Many still consider Rolls Royce the ultimate luxury car. In late 1965, Rolls Royce introduced one of their best-recognized models, the Silver Shadow. It came with a V8 motor of 'adequate' power and was a hand-built motorcar in the great British tradition. While only the richest could afford a Rolls, every child had the opportunity to buy toy examples from the likes of Matchbox, Impy, and others. In 1969, Hot Wheels offered a Rolls Royce for the orange track.
6.2 litre, 220 bhp V8
While RR always described the power as 'adequate', the 6.2 litre V8 was of 380 c.i. from 1966-1970. Fed by twin-carbs, this was not a motor where miles-per-gallon were asked or offered. At about 5,000 lbs., the Silver Shadow was still quick at under 10 sec. to 60mph.
|Hot Wheels Recreates the Rolls Royce Silver Shadow in 1:64
Hot Wheels' Silver Shadow was one of a series of European sport and luxury cars to be offered following the success of the original cars of 1968. Along with a Maserati Mistral and Mercedes-Benz 280SL, the Silver Shadow was presented in stock form, unlike the custom cars of the first production year. The HW Rolls Royce in the gray enamel shown here, is today worth $35 loose or $60 mint in package. The opening bonnet reveals the V8 motor painted silver. The red-line wheels are a trade-mark of these early Hot Wheels models but appear a bit too small for the body. The overall lines on the car are decent with a particularly nice RR grill. The interior features right-hand-drive and is otherwise quite basic.

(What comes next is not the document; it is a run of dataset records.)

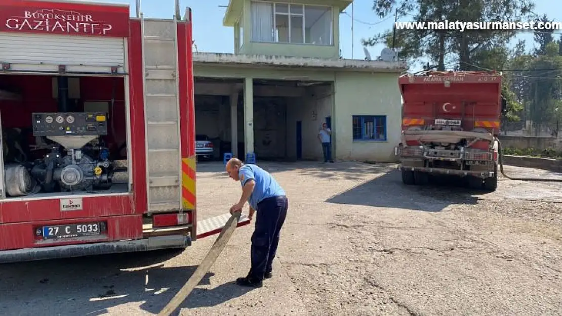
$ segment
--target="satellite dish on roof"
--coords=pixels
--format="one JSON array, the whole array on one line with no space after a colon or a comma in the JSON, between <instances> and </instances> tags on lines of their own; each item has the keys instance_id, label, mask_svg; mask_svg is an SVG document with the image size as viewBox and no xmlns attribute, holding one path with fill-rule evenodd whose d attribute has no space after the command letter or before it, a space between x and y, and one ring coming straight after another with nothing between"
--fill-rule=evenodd
<instances>
[{"instance_id":1,"label":"satellite dish on roof","mask_svg":"<svg viewBox=\"0 0 562 316\"><path fill-rule=\"evenodd\" d=\"M369 51L367 51L367 48L364 46L363 47L363 52L365 52L365 60L371 60L371 54L369 53Z\"/></svg>"},{"instance_id":2,"label":"satellite dish on roof","mask_svg":"<svg viewBox=\"0 0 562 316\"><path fill-rule=\"evenodd\" d=\"M380 59L384 61L396 61L397 59L396 55L396 52L392 49L385 47L380 52Z\"/></svg>"}]
</instances>

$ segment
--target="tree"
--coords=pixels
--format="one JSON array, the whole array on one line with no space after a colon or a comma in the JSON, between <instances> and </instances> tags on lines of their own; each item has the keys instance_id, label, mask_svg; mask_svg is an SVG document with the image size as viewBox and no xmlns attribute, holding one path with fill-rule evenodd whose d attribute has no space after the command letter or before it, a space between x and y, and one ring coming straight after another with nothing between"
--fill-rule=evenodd
<instances>
[{"instance_id":1,"label":"tree","mask_svg":"<svg viewBox=\"0 0 562 316\"><path fill-rule=\"evenodd\" d=\"M551 22L550 20L547 17L546 14L540 19L538 21L543 22ZM554 30L552 29L535 30L534 35L534 41L539 45L538 48L535 49L535 54L544 55L546 53L546 45L554 40L553 32L554 32Z\"/></svg>"}]
</instances>

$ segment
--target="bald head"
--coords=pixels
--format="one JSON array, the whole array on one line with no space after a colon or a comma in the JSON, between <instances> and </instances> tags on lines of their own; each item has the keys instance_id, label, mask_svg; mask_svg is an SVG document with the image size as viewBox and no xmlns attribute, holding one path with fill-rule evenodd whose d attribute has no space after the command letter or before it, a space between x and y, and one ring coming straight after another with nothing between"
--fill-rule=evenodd
<instances>
[{"instance_id":1,"label":"bald head","mask_svg":"<svg viewBox=\"0 0 562 316\"><path fill-rule=\"evenodd\" d=\"M242 161L238 158L234 157L230 158L226 162L226 170L228 176L236 181L239 180L240 176L238 175L238 171L240 170L240 167L242 167Z\"/></svg>"},{"instance_id":2,"label":"bald head","mask_svg":"<svg viewBox=\"0 0 562 316\"><path fill-rule=\"evenodd\" d=\"M226 167L230 166L232 167L237 166L241 167L242 165L242 161L236 157L231 158L228 162L226 162Z\"/></svg>"}]
</instances>

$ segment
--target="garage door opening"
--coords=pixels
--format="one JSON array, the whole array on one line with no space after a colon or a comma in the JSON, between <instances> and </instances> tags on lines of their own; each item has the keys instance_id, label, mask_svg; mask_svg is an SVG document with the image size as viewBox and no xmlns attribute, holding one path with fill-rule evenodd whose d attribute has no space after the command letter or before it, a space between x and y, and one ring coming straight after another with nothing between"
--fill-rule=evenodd
<instances>
[{"instance_id":1,"label":"garage door opening","mask_svg":"<svg viewBox=\"0 0 562 316\"><path fill-rule=\"evenodd\" d=\"M125 86L123 77L0 75L5 198L128 192Z\"/></svg>"},{"instance_id":2,"label":"garage door opening","mask_svg":"<svg viewBox=\"0 0 562 316\"><path fill-rule=\"evenodd\" d=\"M258 160L320 160L318 133L331 125L332 81L255 80L254 144Z\"/></svg>"},{"instance_id":3,"label":"garage door opening","mask_svg":"<svg viewBox=\"0 0 562 316\"><path fill-rule=\"evenodd\" d=\"M243 157L243 91L242 79L195 79L195 151L198 162L222 160L225 153Z\"/></svg>"}]
</instances>

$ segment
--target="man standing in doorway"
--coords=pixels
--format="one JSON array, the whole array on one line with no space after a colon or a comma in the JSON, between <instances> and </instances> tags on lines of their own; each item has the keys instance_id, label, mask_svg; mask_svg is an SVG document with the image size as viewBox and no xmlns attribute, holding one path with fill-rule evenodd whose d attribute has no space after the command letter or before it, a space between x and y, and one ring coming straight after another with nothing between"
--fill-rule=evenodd
<instances>
[{"instance_id":1,"label":"man standing in doorway","mask_svg":"<svg viewBox=\"0 0 562 316\"><path fill-rule=\"evenodd\" d=\"M330 143L332 130L328 128L325 123L322 123L322 129L318 132L318 139L322 143L322 152L324 153L324 162L334 162L332 159L332 144Z\"/></svg>"},{"instance_id":2,"label":"man standing in doorway","mask_svg":"<svg viewBox=\"0 0 562 316\"><path fill-rule=\"evenodd\" d=\"M259 287L264 278L273 276L273 259L289 201L285 191L273 176L255 164L244 164L240 159L233 158L226 163L226 171L229 176L239 181L242 187L240 200L230 208L230 214L242 210L246 201L250 204L248 217L250 219L257 211L252 235L252 266L248 275L238 278L236 283L242 286Z\"/></svg>"}]
</instances>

Matchbox had already done the Silver Shadow in 1967 and the casting is superior but it has an opening boot instead of bonnet. Of course, the Matchbox version is only worth one-third the value of the Hot Wheel model.
H.J. Mulliner-Park Ward
This body style appears to be that of H.J. Mulliner-Park Ward although James Young also provided bodies prior to closure in 1967. The conservative, boxy look was in keeping with luxury cars of the 1960's and carried a certain elegance. The body was shared with the Bentley T Series, with a simple exchange of grills. The success of this body style can be seen in that it continued with minor changes through the 1980's.
|Early Hot Wheels|
A good case could be made that the value of early red-line Hot Wheels are highly inflated. In pink, this model can go for over $250 (a pink Rolls Royce seems particularly inappropriate). Even at $35 for a loose example like this, the price seems too high.
The Matchbox Silver Shadow might be better looking but for Hot Wheels fanatics, it's the red-lines that are the sign of the true faith. While early Hot Wheels may not deserve this devotion, they are non-the-less, distinctive toy cars.